Tag Archives: sandal verbs

Irregular irregulars

Note: this post is intended for Spanish verb fiends only! Others read at your peril!

The Spanish verb system is riddled with irregular verbs, but at least they fall into discernible patterns. For example, verbs that end in -ir and have a stem change in the present tense are also irregular in the preterite, imperfect subjunctive, and gerund. These fall into three groups:

  • o/ue/u
    * Example: dormir ‘to sleep’, duermo ‘I sleep’, durmió ‘he slept’, durmiendo ‘sleeping’
  • e/ie/i
    * Example: sentir ‘to feel’, siento ‘I feel’, sintió ‘he felt’, sintiendo ‘feeling’
  • e/i/i
    * Example: servir ‘to serve’, sirvo ‘I serve’, sirvió ‘he served’, sirviendo ‘serving’

The silver lining to this cloud of complexity is that it is, at least, predictable. As implied above, there are no exceptions to this pattern, i.e. -ir verbs with a stem change in the present tense that are regular in the preterite and the gerund.

Or are there?

To my horror, and great interest, I learned just today of two exceptions: cernir ‘to sift’ and hendir ‘to slit open’. Despite their present-tense stem changes (ciernohiendo, and so on) they are regular in the preterite (cernió, cernieronhendió, hendieron), imperfect subjunctive (cerniera, hendiera, etc.), and gerund (cerniendo, hendiendo). You can see the full conjugations here and here.

Discernir and concernir share the same irregularity as cernir, as you might expect. (This is why I made sure to use the English cognate discernible at the beginning of this post. 😉 )
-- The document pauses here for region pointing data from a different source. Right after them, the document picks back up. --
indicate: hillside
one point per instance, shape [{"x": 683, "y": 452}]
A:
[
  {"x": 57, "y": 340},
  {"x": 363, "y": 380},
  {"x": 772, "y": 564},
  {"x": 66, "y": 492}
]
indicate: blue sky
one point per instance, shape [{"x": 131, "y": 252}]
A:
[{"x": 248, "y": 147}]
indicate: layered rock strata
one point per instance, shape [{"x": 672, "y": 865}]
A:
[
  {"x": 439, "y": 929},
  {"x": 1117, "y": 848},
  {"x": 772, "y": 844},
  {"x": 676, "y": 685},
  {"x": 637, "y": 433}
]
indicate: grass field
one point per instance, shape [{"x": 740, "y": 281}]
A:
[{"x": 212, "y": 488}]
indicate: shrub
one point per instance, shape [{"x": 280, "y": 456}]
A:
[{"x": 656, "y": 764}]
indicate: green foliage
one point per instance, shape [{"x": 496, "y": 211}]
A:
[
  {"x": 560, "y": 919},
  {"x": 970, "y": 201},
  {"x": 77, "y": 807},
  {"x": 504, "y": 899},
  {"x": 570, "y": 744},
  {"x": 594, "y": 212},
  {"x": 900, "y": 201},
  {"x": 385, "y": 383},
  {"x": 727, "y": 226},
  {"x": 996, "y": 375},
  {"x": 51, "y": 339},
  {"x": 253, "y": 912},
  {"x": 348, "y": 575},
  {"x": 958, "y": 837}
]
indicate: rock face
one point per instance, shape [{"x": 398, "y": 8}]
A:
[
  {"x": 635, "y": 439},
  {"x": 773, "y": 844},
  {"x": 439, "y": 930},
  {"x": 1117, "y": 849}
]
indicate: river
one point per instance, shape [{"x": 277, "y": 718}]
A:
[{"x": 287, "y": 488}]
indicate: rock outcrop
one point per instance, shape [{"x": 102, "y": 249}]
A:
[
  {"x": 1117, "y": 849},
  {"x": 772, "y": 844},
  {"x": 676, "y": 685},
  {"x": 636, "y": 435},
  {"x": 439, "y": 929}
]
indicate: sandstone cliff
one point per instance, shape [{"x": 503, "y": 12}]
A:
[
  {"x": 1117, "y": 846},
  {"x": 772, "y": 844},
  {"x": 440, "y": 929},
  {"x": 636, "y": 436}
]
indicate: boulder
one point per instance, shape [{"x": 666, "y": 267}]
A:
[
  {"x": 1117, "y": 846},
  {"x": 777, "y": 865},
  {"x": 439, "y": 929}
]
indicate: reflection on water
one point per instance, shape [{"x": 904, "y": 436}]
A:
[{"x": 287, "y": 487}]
Not surprisingly, the Real Academia’s Diccionario panhispánico de dudas contains warnings against forms such as hindióhindieron, and cirniendo.

Fortunately, there is a logical explanation for these irregular irregulars: cernir and hendir are variants of the -er verbs cerner and hender, from Latin cernĕre and findĕre. In other words, they are innovative -ir verbs that still think they are -er‘s with respect to this irregular pattern. If I can attempt a wacky analogy, they’re akin to someone who dyed their hair but red still lacks the freckles that a natural redhead would have.

Just for fun, I used the Google ngram viewer to trace the history of cerner, cernir, hender, and hendir. None of these verbs is very common, but the -ir variants have definitely caught up to the older -er forms over the last two hundred years or so, and, in fact, have managed to surpass them.

(Post continues after graphic.)


If you look at a shorter time period, you can clearly see hender nose-diving to fall just behind hendir. It’s pretty cool.